Section E of the Sherando Park trail opened in late June, and Smith said reports from riders are that the newest segment is a bit tougher than the previous four. The Sherando Park trail is classified as an intermediate level course according to International Mountain Bicycling Association guidelines.
"There are some areas where a small child might have to get off their bike," Smith said. "There's a couple switchbacks, small switchbacks, where they might not have the strength to pedal through it."
The bonus labor pool of volunteers will help get the next section open earlier, probably by late fall. Smith said that trail building usually takes place in late fall and early winter.
Much of the work is done by volunteers from the community, which can be a hit-or-miss proposition.
"It's been sporadic," Smith said. "It's weather dependent. When it's really, really nice weather people want to be out on their bikes riding. When it's a little cooler or there's a drizzle, we might see a few more people come out to help."

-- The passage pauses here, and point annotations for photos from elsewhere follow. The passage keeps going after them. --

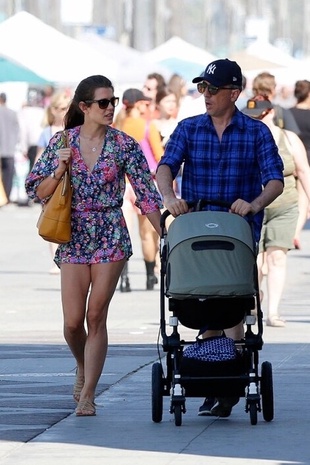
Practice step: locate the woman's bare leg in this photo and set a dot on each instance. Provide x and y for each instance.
(88, 347)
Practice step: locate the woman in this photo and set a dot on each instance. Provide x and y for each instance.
(280, 217)
(301, 112)
(54, 117)
(131, 119)
(92, 261)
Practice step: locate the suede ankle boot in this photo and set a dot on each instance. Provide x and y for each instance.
(151, 278)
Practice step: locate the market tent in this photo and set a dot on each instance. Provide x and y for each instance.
(181, 57)
(266, 51)
(47, 52)
(132, 65)
(249, 62)
(12, 72)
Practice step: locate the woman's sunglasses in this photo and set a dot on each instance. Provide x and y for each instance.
(103, 103)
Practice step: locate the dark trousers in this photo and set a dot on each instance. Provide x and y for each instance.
(7, 174)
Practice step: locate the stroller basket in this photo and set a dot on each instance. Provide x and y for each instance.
(210, 254)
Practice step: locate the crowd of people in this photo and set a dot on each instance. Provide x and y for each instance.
(134, 159)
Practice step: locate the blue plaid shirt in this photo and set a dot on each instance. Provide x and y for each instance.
(236, 167)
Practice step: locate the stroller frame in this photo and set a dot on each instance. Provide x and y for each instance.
(250, 381)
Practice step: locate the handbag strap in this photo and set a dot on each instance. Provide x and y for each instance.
(65, 141)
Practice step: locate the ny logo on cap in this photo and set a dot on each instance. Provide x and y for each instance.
(211, 68)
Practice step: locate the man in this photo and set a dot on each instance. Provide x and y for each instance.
(9, 137)
(227, 156)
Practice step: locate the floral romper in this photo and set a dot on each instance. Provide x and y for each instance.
(99, 231)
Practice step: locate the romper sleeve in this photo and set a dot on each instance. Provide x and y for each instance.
(139, 176)
(44, 166)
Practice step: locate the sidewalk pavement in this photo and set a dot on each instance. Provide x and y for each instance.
(37, 422)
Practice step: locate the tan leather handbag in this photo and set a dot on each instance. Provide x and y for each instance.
(54, 223)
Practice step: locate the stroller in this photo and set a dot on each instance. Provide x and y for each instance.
(209, 278)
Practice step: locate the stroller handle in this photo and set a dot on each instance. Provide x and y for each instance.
(197, 206)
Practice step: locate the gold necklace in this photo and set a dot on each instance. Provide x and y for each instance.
(93, 148)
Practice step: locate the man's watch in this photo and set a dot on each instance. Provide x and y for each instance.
(53, 176)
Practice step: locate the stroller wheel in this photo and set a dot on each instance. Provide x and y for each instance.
(157, 392)
(178, 415)
(253, 413)
(267, 391)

The trailhead for the mountain bike path is accessed off the park's asphalt path. Riders can park at the softball field lots on the north side of Route 277 (Fairfax Pike) and take the asphalt path a little less than a quarter-mile to reach the marked trailhead.
Smith said the trail corridor measures 8 feet high and 5 feet wide, leaving ample room for riders to negotiate the moderately hilly terrain.
"We're seeing more and more younger age kids on these trails," Smith said. "We've been hearing from people that they're glad they don't have to drive to Andy Guest [Shenandoah River State Park] or Cacapon State Park [West Virginia] or the George Washington National Forest to ride their mountain bikes."
Runners and hikers have also made use of the mountain bike trail, Smith said.
Other than regular maintenance by park staff and volunteers, the new trail continues to hold up well and has had no real problems.
"Even after all these torrential downpours that we've had, we've had one or maybe two tiny wet spots," Smith said. "That's it. We put a lot of time into planning the design of this trail."